Cairo launched the strikes last week after a video emerged showing the militant group murdering 21 Egyptian Christians.
Qatar recalled its ambassador to Egypt to protest what it called unilateral action that could hurt innocent civilians - revealing a fracture in the coalition long touted by the Obama administration.
But on Tuesday, the American president sat alongside Qatar’s emir in the Oval Office and expressed appreciation for the work Qatar has done in coordinating with other members of the coalition in the fight.
Obama said the U.S. and Qatar are committed to defeating Islamic State, supporting the Iraqi people and stabilizing Syria.

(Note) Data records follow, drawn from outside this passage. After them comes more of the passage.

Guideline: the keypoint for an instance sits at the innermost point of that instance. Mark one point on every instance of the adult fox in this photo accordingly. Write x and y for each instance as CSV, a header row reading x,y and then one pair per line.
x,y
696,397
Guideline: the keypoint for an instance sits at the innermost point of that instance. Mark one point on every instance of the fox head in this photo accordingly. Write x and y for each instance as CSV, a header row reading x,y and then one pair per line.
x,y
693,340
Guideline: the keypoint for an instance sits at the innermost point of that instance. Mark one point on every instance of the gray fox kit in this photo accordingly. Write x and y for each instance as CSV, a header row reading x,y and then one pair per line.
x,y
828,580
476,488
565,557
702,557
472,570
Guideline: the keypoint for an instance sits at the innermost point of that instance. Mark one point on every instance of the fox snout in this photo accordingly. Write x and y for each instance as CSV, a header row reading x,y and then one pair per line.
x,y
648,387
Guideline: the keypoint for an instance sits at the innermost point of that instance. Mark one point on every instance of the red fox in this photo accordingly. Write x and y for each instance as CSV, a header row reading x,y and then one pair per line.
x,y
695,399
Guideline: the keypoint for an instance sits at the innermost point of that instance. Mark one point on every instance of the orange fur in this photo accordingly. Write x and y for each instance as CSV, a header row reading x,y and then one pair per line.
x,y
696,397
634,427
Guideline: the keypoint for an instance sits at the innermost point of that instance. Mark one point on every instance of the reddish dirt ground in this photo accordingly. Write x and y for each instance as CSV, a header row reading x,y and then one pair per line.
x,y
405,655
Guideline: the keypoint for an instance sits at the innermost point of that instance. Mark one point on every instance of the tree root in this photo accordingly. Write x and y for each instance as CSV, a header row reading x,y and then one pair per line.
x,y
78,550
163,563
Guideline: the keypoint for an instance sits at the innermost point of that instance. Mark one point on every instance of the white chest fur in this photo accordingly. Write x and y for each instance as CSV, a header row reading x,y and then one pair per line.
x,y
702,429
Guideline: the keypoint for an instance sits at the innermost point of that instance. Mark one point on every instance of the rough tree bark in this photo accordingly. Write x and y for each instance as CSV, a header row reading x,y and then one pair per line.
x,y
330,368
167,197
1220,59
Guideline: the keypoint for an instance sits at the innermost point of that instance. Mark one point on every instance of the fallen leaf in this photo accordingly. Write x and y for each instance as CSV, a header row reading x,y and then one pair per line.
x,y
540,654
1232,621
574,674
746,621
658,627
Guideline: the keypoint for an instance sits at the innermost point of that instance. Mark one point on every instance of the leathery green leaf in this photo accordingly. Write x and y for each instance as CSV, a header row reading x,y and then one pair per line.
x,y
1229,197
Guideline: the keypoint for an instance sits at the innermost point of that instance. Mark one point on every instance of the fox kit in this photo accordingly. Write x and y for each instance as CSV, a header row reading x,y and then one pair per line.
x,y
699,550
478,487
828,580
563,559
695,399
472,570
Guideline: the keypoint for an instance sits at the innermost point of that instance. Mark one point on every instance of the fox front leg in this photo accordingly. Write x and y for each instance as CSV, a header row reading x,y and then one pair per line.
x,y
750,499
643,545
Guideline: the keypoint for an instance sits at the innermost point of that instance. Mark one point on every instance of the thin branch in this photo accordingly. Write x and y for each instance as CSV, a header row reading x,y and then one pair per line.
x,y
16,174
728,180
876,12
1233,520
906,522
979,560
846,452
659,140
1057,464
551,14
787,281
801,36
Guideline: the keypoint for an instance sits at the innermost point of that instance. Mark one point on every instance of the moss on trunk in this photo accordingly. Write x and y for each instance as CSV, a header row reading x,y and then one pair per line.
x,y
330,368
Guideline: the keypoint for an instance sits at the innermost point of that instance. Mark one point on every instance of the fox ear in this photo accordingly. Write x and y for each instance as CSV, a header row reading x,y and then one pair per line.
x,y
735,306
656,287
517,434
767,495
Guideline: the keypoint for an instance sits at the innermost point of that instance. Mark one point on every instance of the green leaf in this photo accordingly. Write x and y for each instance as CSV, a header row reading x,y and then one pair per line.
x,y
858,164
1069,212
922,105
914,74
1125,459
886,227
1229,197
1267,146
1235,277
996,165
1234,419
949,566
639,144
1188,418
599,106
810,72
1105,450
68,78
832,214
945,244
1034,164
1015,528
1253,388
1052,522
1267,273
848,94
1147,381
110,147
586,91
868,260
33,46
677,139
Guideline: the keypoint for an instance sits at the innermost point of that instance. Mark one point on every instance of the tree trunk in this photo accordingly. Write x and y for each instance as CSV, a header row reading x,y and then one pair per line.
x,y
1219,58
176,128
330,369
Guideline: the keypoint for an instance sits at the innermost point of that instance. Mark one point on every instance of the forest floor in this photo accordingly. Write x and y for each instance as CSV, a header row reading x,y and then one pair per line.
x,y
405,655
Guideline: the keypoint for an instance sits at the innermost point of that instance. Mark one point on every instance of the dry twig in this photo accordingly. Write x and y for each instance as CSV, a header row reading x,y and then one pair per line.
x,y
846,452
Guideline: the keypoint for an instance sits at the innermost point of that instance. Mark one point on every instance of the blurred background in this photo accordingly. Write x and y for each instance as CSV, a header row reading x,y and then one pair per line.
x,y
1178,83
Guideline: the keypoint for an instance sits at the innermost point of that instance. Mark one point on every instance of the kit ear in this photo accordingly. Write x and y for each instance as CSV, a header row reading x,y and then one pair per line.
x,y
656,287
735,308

The two leaders also discussed the unrest in Yemen and Libya, and the importance of bringing peace to the region.
“I think we had a significant meeting of the minds in our shared belief that the more that we can work with all the countries in the region to try to find political solutions to problems, the more that we can reduce sectarian tensions in the regions and isolate violent extremists, the more effective we can be," Obama said.
The Qatari emir was brief in his remarks, echoing the American president on the strong ties between his country and the U.S.
Sheikh Tamim also expressed concern about the turmoil in the Middle East and North Africa.
“We are concerned, as well, about the terrorist groups in our region," he said. "I think we all share the same view, the reason why those terrorist groups are growing in our region."
The remarks come from the leader of a country that U.S. Treasury officials say for years openly financed Hamas and allegedly supported extremist groups in Syria. Qatari officials have denied such allegations.
When asked about Qatar’s alleged financing of extremist groups following Tuesday’s talks, White House spokesman Josh Earnest told reporters that the U.S. does not necessarily agree with the Qatari government on every issue, but:
“The bottom line is that our interests with Qatar converge somewhat more often than they actually diverge," he said. "Qatar has been of significant help on a range of regional issues including Afghanistan, Iran. As you know, the Qataris have even agreed to host a regional training site for the moderate Syrian opposition."
Earnest noted that the Qatari government also has been willing to work closely with the Obama administration on the issue of terrorism financing in preventing Islamic State from carrying out attacks.
During the White House meeting, Obama said he gave the emir an update on the Iran nuclear talks and the goal of ensuring that Iran does not have a nuclear weapon.
The two leaders also discussed the Israeli-Palestinian conflict, with Sheikh Tamim noting Obama’s commitment to finding a solution on the issue.